Agência terá "visão maior" da fábrica, mas não das centrífugas

Governo cede, mas mantém restrição à inspeção da AIEA

GABRIELA WOLTHERS
DA SUCURSAL DO RIO

O Brasil cedeu um pouco, a AIEA (Agência Internacional de Energia Atômica) cedeu outro tanto e ambas as partes verão se é possível chegar até amanhã a um consenso sobre a inspeção da fábrica de enriquecimento de urânio em Resende, no Estado do Rio de Janeiro.

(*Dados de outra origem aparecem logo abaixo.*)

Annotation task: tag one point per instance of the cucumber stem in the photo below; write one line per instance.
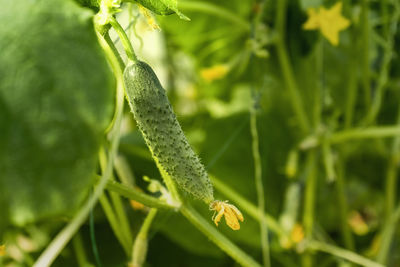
(130, 53)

Segundo o presidente da Cnen (Comissão Nacional de Energia Nuclear), Odair Gonçalves, o governo federal continua firme na posição de não mostrar à agência, cuja tarefa é inspecionar atividades nucleares, as centrífugas para enriquecimento de urânio. A AIEA é ligada à ONU (Organização das Nações Unidas).
Em compensação, o país aceitou oferecer "uma visão maior" das tubulações, válvulas e conexões que são a elas ligadas. "O importante é verificar se não há desvios, se não há uma tubulação de urânio enriquecido fora das especificações", disse Gonçalves.

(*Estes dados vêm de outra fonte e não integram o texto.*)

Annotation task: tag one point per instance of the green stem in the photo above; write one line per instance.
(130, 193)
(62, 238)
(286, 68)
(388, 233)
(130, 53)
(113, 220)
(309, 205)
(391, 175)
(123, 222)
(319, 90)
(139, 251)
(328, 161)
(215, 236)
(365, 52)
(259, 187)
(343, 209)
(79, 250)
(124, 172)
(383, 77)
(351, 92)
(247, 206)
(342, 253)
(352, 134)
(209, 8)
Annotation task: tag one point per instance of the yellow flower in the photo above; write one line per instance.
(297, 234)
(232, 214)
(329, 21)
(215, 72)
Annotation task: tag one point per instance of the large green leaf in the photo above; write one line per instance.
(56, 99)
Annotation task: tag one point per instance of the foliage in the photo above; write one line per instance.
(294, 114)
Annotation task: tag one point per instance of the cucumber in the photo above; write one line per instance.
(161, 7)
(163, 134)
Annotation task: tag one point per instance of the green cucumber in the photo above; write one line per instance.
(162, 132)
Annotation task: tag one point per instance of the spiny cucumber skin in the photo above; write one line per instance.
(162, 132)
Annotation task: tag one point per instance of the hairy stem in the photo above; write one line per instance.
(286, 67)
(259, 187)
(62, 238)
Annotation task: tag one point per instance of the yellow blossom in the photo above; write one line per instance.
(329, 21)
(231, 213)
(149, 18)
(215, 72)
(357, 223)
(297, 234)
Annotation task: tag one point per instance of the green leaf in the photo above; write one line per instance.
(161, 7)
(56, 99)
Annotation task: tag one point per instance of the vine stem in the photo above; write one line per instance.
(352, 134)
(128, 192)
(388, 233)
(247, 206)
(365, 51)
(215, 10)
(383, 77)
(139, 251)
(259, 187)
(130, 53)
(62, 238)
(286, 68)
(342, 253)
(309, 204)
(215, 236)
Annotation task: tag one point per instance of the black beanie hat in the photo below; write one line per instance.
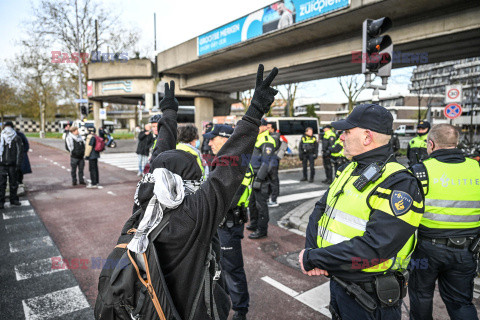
(179, 162)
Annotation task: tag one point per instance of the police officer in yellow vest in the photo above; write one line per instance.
(263, 160)
(362, 232)
(417, 147)
(336, 152)
(448, 230)
(328, 141)
(308, 152)
(187, 138)
(231, 229)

Os membros da AIEA não deram informações à imprensa. Mas, de acordo com o presidente da Cnen, eles aceitaram ir hoje a Resende verificar se é possível fazer a inspeção sem ter acesso total às centrífugas.

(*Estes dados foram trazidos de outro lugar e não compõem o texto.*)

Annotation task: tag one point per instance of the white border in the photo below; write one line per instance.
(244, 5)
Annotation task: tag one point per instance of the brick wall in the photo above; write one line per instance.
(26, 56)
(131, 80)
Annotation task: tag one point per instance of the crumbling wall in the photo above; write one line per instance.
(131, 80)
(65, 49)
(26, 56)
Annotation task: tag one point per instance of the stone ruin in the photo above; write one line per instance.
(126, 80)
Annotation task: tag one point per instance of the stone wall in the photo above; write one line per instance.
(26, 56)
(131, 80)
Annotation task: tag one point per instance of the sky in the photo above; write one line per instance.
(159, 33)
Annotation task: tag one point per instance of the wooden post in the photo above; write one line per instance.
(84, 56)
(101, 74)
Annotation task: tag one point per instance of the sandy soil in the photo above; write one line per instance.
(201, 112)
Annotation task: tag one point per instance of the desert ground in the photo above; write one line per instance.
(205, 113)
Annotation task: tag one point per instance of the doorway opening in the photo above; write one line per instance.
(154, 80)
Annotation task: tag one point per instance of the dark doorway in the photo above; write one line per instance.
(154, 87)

"A agência tinha uma palavra na qual insistia que era "acesso irrestrito". Hoje a própria agência concordou que é possível fazer a verificação sem acesso total e irrestrito", disse Gonçalves. A reunião final acontece amanhã.
O diretor da Área Internacional da Cnen, Laércio Vinhas, resumiu assim a solução: "É o lema do Salgueiro: nem melhor nem pior, apenas diferente".
O governo federal alega necessidade de proteger a tecnologia nacional para não revelar dados, como o número de centrífugas que existem. Elas são arrumadas em seqüência, chamadas de "cascatas". Quanto mais cascatas, mais alto é o teor de enriquecimento do urânio (leia quadro nesta página).
Ontem houve uma reunião de cerca de quatro horas entre membros da Cnen, da AIEA, da INB (Indústrias Nucleares Brasileiras) e do Centro Tecnológico da Marinha em São Paulo (CTMSP).
As duas últimas são as responsáveis pelo desenvolvimento da tecnologia para o enriquecimento de urânio em escala industrial no país. Três membros da AIEA -um norte-americano, um sul-africano e um francês- participaram do encontro na sede da comissão, em Botafogo (zona sul do Rio de Janeiro).

Histórico
As negociações em torno da inspeção da fábrica de Resende se prolongam desde abril.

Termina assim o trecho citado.